Abstract
For the implementation of existing optimisation potentials in industry, commerce and district heating, it is important to expedite the reduction of waste energy and consequently of the primary energy demand as well as CO2 emissions and additionally to integrate renewable energy technologies. To reach these goals, complex optimisation principles are needed, due to the fact that heat and cold demand and availability vary in time and need to be aligned also including continuous as well as batch processes which can be found in all industry. For this reason heat and cold storages are indispensable and necessary for increasing the resource and energy efficiencies in complex energy systems.
It has been proven that the pinch analysis is a very suitable method for the design of an optimised overall energy system. This has been shown for renewable energy integration at total sites (Varbanov and Klemeš, 2010) and specifically for solar thermal integration (Brunner et al., 2008). Recently the approach has been applied for energy efficiency and renewable energy integration in breweries (Muster-Slawitsch et al., 2011). Several authors worked with algorithms including batch processes and storages in the pinch analysis but until now no software tools for the purpose of designing complex storage systems under practical considerations are available. To close this gap, the tool SOCO (Storage Optimisation Concepts) has been developed that is able to plan and design complex storage systems on the basis of real life process data coming from the industries, commerce and district heating businesses (Fluch et al., 2012). The application enhances possibilities of demand reduction (heat integration), increases the measures on energy efficiency and boosts the implementation of economically and technically reasonable renewable energy technologies (focus on solar process heat). Included in SOCO is a Pinch Analysis on the basis of real life data with varying heat load profiles and the possibility to create heat exchanger networks. Based on the illustration of the residual load profile with its different temperature levels the best possible way of integrating renewable energy technology can be shown. Furthermore, one of its main topics is the design of storage systems with regards on the heat exchanger network, previously calculated within the pinch analysis, and with regards on the possibility to implement renewable energies. Therefore, the storage itself is simulated using a node model adapted for storages with a fixed level and a varying level. Based on these simulations SOCO optimises the amount, style, dimension and design of the storage systems as type of storage, insulation, connections, charging and discharging of the storages.

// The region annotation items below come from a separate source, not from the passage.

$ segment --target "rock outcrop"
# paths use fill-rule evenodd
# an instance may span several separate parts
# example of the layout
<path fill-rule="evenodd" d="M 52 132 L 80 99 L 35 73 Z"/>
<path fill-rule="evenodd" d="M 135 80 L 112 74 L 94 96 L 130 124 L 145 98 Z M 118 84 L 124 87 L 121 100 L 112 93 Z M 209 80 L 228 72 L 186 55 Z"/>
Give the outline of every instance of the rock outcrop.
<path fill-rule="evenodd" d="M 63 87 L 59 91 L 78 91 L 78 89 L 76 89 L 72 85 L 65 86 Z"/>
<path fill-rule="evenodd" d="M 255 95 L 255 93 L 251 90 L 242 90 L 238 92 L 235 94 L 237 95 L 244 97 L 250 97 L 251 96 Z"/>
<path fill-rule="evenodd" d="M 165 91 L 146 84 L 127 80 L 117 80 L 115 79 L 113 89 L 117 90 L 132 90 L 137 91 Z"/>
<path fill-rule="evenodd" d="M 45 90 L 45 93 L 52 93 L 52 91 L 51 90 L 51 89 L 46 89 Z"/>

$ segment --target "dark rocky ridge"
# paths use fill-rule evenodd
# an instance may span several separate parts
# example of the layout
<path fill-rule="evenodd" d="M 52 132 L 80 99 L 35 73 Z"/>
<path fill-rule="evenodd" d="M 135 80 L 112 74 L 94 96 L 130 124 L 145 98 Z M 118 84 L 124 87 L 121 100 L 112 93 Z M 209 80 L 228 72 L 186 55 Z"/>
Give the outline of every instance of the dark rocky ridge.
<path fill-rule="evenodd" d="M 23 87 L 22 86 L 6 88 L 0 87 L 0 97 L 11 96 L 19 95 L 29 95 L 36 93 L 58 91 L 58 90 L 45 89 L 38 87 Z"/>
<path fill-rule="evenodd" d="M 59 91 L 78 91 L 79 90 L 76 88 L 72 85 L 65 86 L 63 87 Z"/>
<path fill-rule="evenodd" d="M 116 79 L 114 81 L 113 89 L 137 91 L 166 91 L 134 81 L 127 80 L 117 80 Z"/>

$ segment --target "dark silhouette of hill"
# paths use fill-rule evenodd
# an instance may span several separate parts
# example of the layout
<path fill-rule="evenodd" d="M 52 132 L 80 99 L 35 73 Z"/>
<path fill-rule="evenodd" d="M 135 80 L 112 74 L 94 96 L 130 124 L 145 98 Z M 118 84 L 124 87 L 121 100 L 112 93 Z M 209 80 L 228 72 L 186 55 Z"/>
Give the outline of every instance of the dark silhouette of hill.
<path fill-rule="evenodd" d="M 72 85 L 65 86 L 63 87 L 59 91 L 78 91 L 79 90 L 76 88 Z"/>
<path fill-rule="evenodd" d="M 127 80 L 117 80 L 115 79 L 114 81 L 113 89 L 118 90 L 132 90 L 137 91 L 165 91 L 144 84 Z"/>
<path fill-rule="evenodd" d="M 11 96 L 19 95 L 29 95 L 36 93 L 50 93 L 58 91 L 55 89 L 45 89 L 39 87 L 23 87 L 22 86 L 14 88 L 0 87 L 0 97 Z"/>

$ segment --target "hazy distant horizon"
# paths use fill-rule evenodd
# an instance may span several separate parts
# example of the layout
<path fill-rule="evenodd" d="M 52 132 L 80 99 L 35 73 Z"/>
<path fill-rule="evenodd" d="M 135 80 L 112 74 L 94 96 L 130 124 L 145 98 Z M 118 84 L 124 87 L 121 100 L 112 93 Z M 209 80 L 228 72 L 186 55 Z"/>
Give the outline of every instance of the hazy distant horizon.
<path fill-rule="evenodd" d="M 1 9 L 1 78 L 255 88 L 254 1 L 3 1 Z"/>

Within the project data of 10 storage systems have been evaluated and out of these three detailed case studies have been performed (two integrated in a production process, one storage system of a district heating network). It can be stated that based on the evaluation of the status quo significant optimisation can be reached by an optimised combination of processes with heating and cooling demand, an optimised storage management including the control systems and the charging and discharging strategies and an optimised design of the storage itself. The thereby achievable increase of efficiency of the storage and respectively the increase of the total energy efficiency in the production process is up to 20 %.
It can be stated that the developed SOCO tool is a very useful software and methodology for the optimisation of energy efficiency in industry, commerce and district heating. The user is able to design the status quo and based on real data the developed algorithms for heat integration including the storage system and management suggest an optimised solution with the target of energy efficiency and integration of renewable energy sources.